Mais même ici, la série frappe dans le vide. Ses personnages sont à la fois trop simples pour espérer parler de psychologie (ils n’existent pas autrement que dans leur quête de pouvoir, et aucune scène ne sert d’autre motif que l’élaboration d’une traitrise ou la résistance aux complots), et en même temps trop complexes pour se résumer aux archétypes d’une fable morale. Ce que le spectateur vient chercher, ça n’est pas l’exposition de doutes intimes ou de réflexions existentielles, mais une série de coups de poker nourrissant une intrigue généreuse en surprises. 

Si l’on sent la volonté, ici et là, de disposer quelques maigres pensées (notamment une métaphore simplette sur un roi littéralement tué par son trône), l’ensemble peine à se départir de lui-même, à dépasser les remparts de ce récit isolé de toute extériorité. Le symptôme de ce phénomène, c’est que la série ne demande à être comparée qu’à Game of Thrones, et n’est donc plus qu’une fiction sur une fiction. L’intégration de mariages entre vieillards et bambins ou de relations incestueuses ne suffit pas à générer de la subversion. Au contraire, incorporer de telles thématiques à ce contexte déréalisé ne participe qu’à les rendre inoffensives à leur tour, à les banaliser. Elles se fondent dans le spectacle comme une extravagance supplémentaire, vidées de tout ce qu’elles pouvaient avoir d’originellement choquant.
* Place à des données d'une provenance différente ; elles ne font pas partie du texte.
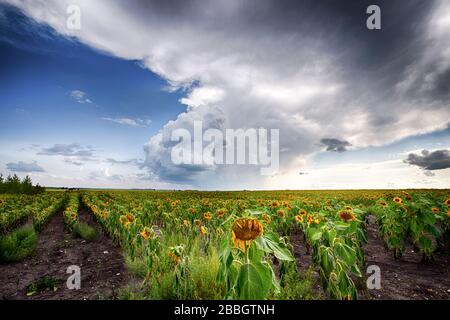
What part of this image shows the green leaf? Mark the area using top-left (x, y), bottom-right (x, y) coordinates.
top-left (265, 234), bottom-right (294, 261)
top-left (334, 242), bottom-right (356, 266)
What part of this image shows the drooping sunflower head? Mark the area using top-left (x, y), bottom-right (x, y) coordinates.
top-left (127, 213), bottom-right (134, 223)
top-left (339, 211), bottom-right (356, 221)
top-left (203, 212), bottom-right (212, 220)
top-left (277, 210), bottom-right (284, 218)
top-left (140, 227), bottom-right (153, 240)
top-left (231, 218), bottom-right (263, 244)
top-left (270, 201), bottom-right (278, 208)
top-left (392, 197), bottom-right (403, 203)
top-left (216, 208), bottom-right (227, 218)
top-left (119, 215), bottom-right (130, 227)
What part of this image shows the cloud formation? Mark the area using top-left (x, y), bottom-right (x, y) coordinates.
top-left (37, 143), bottom-right (95, 160)
top-left (102, 118), bottom-right (152, 127)
top-left (320, 138), bottom-right (351, 152)
top-left (70, 90), bottom-right (92, 104)
top-left (6, 161), bottom-right (45, 172)
top-left (405, 150), bottom-right (450, 170)
top-left (7, 0), bottom-right (450, 187)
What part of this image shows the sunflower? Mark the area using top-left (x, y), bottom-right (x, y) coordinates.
top-left (392, 197), bottom-right (403, 203)
top-left (339, 211), bottom-right (356, 221)
top-left (139, 227), bottom-right (153, 240)
top-left (231, 218), bottom-right (263, 251)
top-left (127, 213), bottom-right (134, 223)
top-left (216, 208), bottom-right (227, 218)
top-left (119, 215), bottom-right (130, 227)
top-left (203, 212), bottom-right (212, 220)
top-left (168, 252), bottom-right (181, 264)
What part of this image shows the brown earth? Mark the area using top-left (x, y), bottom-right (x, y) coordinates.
top-left (290, 216), bottom-right (450, 300)
top-left (364, 216), bottom-right (450, 300)
top-left (0, 208), bottom-right (128, 300)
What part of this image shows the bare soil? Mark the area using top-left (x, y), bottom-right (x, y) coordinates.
top-left (290, 216), bottom-right (450, 300)
top-left (0, 208), bottom-right (128, 300)
top-left (364, 216), bottom-right (450, 300)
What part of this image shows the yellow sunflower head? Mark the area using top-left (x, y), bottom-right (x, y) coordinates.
top-left (203, 212), bottom-right (212, 220)
top-left (339, 211), bottom-right (356, 221)
top-left (216, 208), bottom-right (227, 218)
top-left (140, 227), bottom-right (153, 240)
top-left (231, 218), bottom-right (263, 251)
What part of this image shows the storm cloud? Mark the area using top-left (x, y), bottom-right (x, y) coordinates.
top-left (6, 0), bottom-right (450, 187)
top-left (405, 150), bottom-right (450, 171)
top-left (6, 161), bottom-right (45, 172)
top-left (320, 138), bottom-right (351, 152)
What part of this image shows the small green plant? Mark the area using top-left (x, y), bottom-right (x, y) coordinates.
top-left (0, 226), bottom-right (37, 262)
top-left (73, 222), bottom-right (98, 241)
top-left (26, 276), bottom-right (62, 296)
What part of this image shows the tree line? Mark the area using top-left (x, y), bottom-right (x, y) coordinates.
top-left (0, 174), bottom-right (45, 194)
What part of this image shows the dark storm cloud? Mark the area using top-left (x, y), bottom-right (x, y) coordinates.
top-left (320, 138), bottom-right (351, 152)
top-left (37, 143), bottom-right (95, 160)
top-left (105, 158), bottom-right (142, 166)
top-left (405, 150), bottom-right (450, 171)
top-left (6, 161), bottom-right (45, 172)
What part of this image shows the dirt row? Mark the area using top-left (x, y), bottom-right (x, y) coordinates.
top-left (0, 207), bottom-right (450, 300)
top-left (0, 208), bottom-right (127, 300)
top-left (291, 217), bottom-right (450, 300)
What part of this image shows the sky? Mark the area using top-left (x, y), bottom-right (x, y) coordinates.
top-left (0, 0), bottom-right (450, 190)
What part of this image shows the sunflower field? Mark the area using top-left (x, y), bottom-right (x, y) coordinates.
top-left (77, 191), bottom-right (450, 299)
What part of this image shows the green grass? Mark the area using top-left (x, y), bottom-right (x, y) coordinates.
top-left (73, 222), bottom-right (98, 241)
top-left (0, 226), bottom-right (37, 262)
top-left (27, 276), bottom-right (62, 296)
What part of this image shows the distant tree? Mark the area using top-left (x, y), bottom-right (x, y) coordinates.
top-left (0, 174), bottom-right (45, 194)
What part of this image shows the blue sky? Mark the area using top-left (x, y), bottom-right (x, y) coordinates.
top-left (0, 0), bottom-right (450, 189)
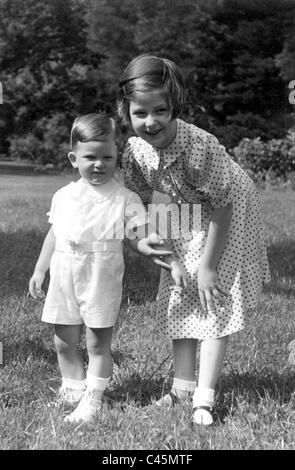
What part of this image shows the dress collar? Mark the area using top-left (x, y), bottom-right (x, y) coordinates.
top-left (138, 119), bottom-right (189, 170)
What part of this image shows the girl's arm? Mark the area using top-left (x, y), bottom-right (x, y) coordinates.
top-left (198, 204), bottom-right (232, 312)
top-left (129, 224), bottom-right (187, 287)
top-left (29, 227), bottom-right (55, 299)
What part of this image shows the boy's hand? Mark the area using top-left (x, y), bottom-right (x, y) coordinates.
top-left (198, 265), bottom-right (229, 316)
top-left (29, 272), bottom-right (45, 300)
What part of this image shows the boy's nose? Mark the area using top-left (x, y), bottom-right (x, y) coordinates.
top-left (145, 114), bottom-right (155, 128)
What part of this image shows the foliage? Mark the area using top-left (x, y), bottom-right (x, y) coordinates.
top-left (0, 0), bottom-right (295, 163)
top-left (0, 175), bottom-right (295, 448)
top-left (233, 131), bottom-right (295, 181)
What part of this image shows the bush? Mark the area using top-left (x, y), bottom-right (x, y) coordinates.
top-left (9, 113), bottom-right (70, 170)
top-left (232, 130), bottom-right (295, 181)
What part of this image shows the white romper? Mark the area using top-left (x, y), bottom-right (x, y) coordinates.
top-left (122, 119), bottom-right (269, 340)
top-left (42, 179), bottom-right (147, 328)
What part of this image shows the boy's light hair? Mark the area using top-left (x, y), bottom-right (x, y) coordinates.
top-left (70, 113), bottom-right (122, 151)
top-left (117, 54), bottom-right (186, 124)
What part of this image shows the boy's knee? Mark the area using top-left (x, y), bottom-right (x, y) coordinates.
top-left (54, 335), bottom-right (78, 354)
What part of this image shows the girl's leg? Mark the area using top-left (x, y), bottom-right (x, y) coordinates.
top-left (54, 325), bottom-right (85, 404)
top-left (66, 328), bottom-right (113, 423)
top-left (156, 339), bottom-right (197, 407)
top-left (193, 336), bottom-right (228, 425)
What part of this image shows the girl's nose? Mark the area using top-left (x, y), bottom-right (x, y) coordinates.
top-left (145, 114), bottom-right (155, 128)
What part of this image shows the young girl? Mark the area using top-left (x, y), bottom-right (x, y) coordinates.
top-left (29, 114), bottom-right (182, 423)
top-left (118, 55), bottom-right (269, 425)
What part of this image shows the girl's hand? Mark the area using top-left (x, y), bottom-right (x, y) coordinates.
top-left (198, 265), bottom-right (229, 316)
top-left (29, 271), bottom-right (45, 300)
top-left (128, 233), bottom-right (173, 271)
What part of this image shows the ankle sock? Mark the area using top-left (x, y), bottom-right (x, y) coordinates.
top-left (171, 377), bottom-right (196, 398)
top-left (193, 387), bottom-right (215, 408)
top-left (86, 372), bottom-right (110, 395)
top-left (65, 372), bottom-right (110, 423)
top-left (59, 377), bottom-right (86, 403)
top-left (61, 377), bottom-right (86, 391)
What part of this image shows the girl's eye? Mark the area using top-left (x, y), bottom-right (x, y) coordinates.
top-left (133, 111), bottom-right (145, 117)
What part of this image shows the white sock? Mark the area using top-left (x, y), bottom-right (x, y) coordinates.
top-left (59, 377), bottom-right (86, 404)
top-left (171, 377), bottom-right (196, 398)
top-left (193, 387), bottom-right (214, 426)
top-left (61, 377), bottom-right (86, 391)
top-left (193, 387), bottom-right (215, 408)
top-left (86, 371), bottom-right (111, 396)
top-left (65, 372), bottom-right (110, 423)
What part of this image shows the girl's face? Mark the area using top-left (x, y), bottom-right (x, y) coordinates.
top-left (68, 137), bottom-right (118, 185)
top-left (129, 90), bottom-right (176, 148)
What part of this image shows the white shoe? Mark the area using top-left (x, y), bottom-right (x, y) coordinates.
top-left (65, 390), bottom-right (101, 423)
top-left (57, 388), bottom-right (85, 406)
top-left (193, 406), bottom-right (213, 426)
top-left (48, 388), bottom-right (85, 408)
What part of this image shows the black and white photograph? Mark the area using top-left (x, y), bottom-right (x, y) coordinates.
top-left (0, 0), bottom-right (295, 454)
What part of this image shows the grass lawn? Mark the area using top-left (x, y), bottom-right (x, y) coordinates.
top-left (0, 175), bottom-right (295, 450)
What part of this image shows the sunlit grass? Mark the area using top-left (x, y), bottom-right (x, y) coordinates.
top-left (0, 176), bottom-right (295, 450)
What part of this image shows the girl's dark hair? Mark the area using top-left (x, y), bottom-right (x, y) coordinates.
top-left (117, 54), bottom-right (186, 124)
top-left (70, 113), bottom-right (121, 150)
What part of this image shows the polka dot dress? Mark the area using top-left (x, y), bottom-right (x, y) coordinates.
top-left (122, 119), bottom-right (269, 340)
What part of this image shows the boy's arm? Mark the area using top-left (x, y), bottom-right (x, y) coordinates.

Pourtant, le programme trouve aussi une certaine force dans son insularité : en n’étant tributaire de rien (sinon des clichés qu’il perpétue), il s’ouvre (partiellement) le champ des possibles. Comme toute bonne télé-réalité compétitive (qui, de Top-Chef à Koh-Lanta, se déroule toujours dans un lieu hors du monde), la série repose donc sur son imprévisibilité narrative, sa cohérence dans la surprise, sa tragédie un peu vaine mais jamais totalement artificielle, et ses personnages qu’on « adore détester », pour reprendre la formule consacrée. Malgré une écriture productiviste, le drame réussit à puiser dans les écrits de George R.R. Martin une certaine ampleur. Il ne faudrait simplement par nier que l’audience jouit des manipulations brillantes de ces seigneurs ambitieux exactement comme elle jouirait d’un gâteau réussi devant le Meilleur pâtissier. 

C’est cet étrange paradoxe qui fait de House of the Dragon une semi-réussite. Comparable par son postulat fondateur à Succession (jusqu’à pouvoir lui emprunter son titre), elle troque l’étude d’une réalité sociale pour une forme de totalitarisme abstrait mais confortable. Elle gagne ainsi en puissance de divertissement ce qu’elle perd en justesse. On pourrait dire, en quelque sorte, que la série ne parle de rien, mais il faut toutefois admettre qu’elle le fait avec un indéniable savoir-faire. Son succès vient peut-être de là, du fait qu’on ne peut parler que d’elle, car tout le reste a disparu : impossible de dévier, de penser à autre chose, d’extrapoler ou de tisser des liens. L’analyse se voit donc supplantée par les théories de fan et la spéculation. Et on se retrouve à vouloir connaitre la suite ; parce qu’à part la suite, on ne voit plus tellement ce qu’il y aurait à connaître. Mais quand on se souvient des dernières saisons de Game of Thrones, qui ne réussissaient même pas à faire tenir leur propre vide, on se dit que ça n’est déjà pas si mal.